Schwartz et les galaxies (extrait de la nouvelle de Robert Silverberg)

Extrait de « Schwartz et les galaxies » : Une assistance honnête pour ce soir, près de trois mille personnes, chaque siège occupé dans le vaste auditorium en forme de fer à cheval, un vidéo-relais diffusant sa conférence dans toute la Papouasie et la moitié de l’Indonésie. Schwartz se tient sur l’estrade comme un demi-dieu sous la vive lumière d’un projecteur anti-éblouissement. En dépit de la défaillance qui l’a saisi un peu plus tôt, il est en bonne forme, le geste large et énergique, le regard imposant, la voix profonde et sonore, l’élocution aisée.

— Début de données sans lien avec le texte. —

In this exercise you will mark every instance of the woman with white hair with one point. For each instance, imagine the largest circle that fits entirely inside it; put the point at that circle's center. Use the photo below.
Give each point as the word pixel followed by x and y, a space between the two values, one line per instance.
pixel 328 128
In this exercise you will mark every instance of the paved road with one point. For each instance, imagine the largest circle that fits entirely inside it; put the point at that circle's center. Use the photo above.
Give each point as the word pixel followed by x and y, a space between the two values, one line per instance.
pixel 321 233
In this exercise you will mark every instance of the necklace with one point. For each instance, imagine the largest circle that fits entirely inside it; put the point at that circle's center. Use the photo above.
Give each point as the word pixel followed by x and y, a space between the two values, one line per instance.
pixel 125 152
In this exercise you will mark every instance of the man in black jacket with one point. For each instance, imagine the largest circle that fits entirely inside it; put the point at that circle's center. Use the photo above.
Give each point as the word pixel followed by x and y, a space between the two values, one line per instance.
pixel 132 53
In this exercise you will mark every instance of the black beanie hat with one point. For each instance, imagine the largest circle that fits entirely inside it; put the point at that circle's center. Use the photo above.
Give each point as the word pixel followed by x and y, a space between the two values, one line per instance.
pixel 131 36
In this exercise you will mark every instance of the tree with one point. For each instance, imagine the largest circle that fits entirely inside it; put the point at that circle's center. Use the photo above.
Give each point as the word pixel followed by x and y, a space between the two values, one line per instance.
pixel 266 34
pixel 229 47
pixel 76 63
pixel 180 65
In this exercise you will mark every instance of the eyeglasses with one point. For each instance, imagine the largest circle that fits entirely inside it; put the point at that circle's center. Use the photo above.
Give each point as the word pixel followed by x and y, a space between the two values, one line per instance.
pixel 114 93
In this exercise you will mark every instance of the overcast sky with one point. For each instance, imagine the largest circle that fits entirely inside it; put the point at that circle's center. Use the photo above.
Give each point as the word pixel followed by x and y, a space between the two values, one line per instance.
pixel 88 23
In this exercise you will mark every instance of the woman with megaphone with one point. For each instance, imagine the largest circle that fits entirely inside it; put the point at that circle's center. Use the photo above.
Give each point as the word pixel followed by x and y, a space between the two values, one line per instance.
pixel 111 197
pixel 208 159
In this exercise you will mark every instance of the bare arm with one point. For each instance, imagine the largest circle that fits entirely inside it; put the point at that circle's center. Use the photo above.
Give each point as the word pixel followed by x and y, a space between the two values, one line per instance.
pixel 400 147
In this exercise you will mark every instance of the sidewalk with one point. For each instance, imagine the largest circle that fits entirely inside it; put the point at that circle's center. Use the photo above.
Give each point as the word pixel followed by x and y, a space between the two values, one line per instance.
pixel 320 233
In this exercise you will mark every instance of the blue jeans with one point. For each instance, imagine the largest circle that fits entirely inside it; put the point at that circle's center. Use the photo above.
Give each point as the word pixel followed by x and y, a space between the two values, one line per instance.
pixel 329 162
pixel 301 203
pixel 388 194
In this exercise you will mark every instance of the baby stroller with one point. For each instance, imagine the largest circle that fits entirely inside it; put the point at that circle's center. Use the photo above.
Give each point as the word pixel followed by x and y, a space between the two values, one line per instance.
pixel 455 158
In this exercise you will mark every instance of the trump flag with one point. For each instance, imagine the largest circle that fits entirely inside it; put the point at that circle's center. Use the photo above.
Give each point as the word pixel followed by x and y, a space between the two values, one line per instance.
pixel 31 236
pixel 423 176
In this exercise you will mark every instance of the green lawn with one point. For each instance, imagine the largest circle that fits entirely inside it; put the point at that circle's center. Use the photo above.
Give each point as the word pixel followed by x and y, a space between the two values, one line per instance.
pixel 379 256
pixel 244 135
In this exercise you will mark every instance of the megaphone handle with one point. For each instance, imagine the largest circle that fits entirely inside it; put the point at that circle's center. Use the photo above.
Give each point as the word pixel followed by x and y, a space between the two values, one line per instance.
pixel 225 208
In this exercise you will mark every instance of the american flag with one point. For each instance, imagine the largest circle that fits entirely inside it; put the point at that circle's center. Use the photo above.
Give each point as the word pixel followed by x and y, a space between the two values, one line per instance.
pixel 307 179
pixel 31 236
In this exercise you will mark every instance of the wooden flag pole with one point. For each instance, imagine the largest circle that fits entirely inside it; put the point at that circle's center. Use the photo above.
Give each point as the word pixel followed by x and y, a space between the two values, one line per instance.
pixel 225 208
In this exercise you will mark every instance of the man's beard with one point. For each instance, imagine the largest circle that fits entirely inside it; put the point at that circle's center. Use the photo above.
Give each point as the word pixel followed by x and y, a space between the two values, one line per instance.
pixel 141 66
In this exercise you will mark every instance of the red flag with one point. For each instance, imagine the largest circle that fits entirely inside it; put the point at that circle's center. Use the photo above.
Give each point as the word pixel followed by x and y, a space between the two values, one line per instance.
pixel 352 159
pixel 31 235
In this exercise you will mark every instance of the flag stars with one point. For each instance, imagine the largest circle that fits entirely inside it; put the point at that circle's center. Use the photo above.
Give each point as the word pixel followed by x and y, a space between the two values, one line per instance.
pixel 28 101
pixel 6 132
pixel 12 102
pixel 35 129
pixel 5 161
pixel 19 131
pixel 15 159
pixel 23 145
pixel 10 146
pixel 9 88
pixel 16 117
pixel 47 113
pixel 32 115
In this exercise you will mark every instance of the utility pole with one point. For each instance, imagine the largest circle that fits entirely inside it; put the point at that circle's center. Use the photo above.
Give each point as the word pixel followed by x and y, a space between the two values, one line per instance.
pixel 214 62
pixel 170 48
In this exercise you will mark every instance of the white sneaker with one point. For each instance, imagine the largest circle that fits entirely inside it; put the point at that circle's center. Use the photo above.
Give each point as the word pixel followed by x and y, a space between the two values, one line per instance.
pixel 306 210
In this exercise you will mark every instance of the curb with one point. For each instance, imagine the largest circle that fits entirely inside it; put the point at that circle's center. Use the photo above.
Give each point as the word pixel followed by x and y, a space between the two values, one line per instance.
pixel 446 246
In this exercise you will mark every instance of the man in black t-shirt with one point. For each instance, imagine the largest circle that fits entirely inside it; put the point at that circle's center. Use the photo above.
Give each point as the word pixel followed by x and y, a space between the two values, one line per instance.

« Une seule planète, dit-il. Une petite planète surpeuplée, sur laquelle toutes les cultures convergent vers une attristante et terne uniformité. Quelle désolation! Comme nous nous rapetissons quand nous nous mettons à nous ressembler! » Il lance les bras au ciel. « Tournez-vous vers les étoiles, les inaccessibles étoiles! Imaginez, si vous le pouvez, les millions de mondes qui gravitent autour de ces soleils flamboyants par delà l’obscurité de la nuit! Imaginez avec mois d’autres espèces, d’autres façons de vivre, d’autres dieux.

Des êtres de toutes les formes imaginables, bizarres en apparence mais pas grotesques, pas hideux, car la vie est toujours belle; des êtres pourvus de nombreux membres ou n’en possédant aucun, des êtres pour qui la mort est une divine culmination de l’existence, des êtres ne mourant jamais, des êtres capables de mettre au monde un millier d’enfants à la fois, des êtres ne se reproduisant pas – toutes les infinies possibilités de l’univers infini !

*

« Il se peut que chacun de ces mondes connaisse ce que nous en sommes venus à connaître : une seule espèce intelligente, une seule culture, l’éternelle convergence. Mais tous les mondes ensemble forment un spectre d’une extraordinaire variété. Et maintenant, bercez-vous avec moi de cette vision! Je vois un vaisseau voyageant d’étoile en étoile, un spatiobus du futur, et à bord de ce vaisseau se trouve un échantillonnage de plusieurs espèces, plusieurs cultures, un aperçu comme un autre de la formidable diversité de la galaxie. Ce vaisseau est un véritable microcosme, un petit univers, clos, refermé sur lui-même. Quel plaisir d’être à bord, de rencontrer en si peu d’espace tant de richesse dans les variations culturelles.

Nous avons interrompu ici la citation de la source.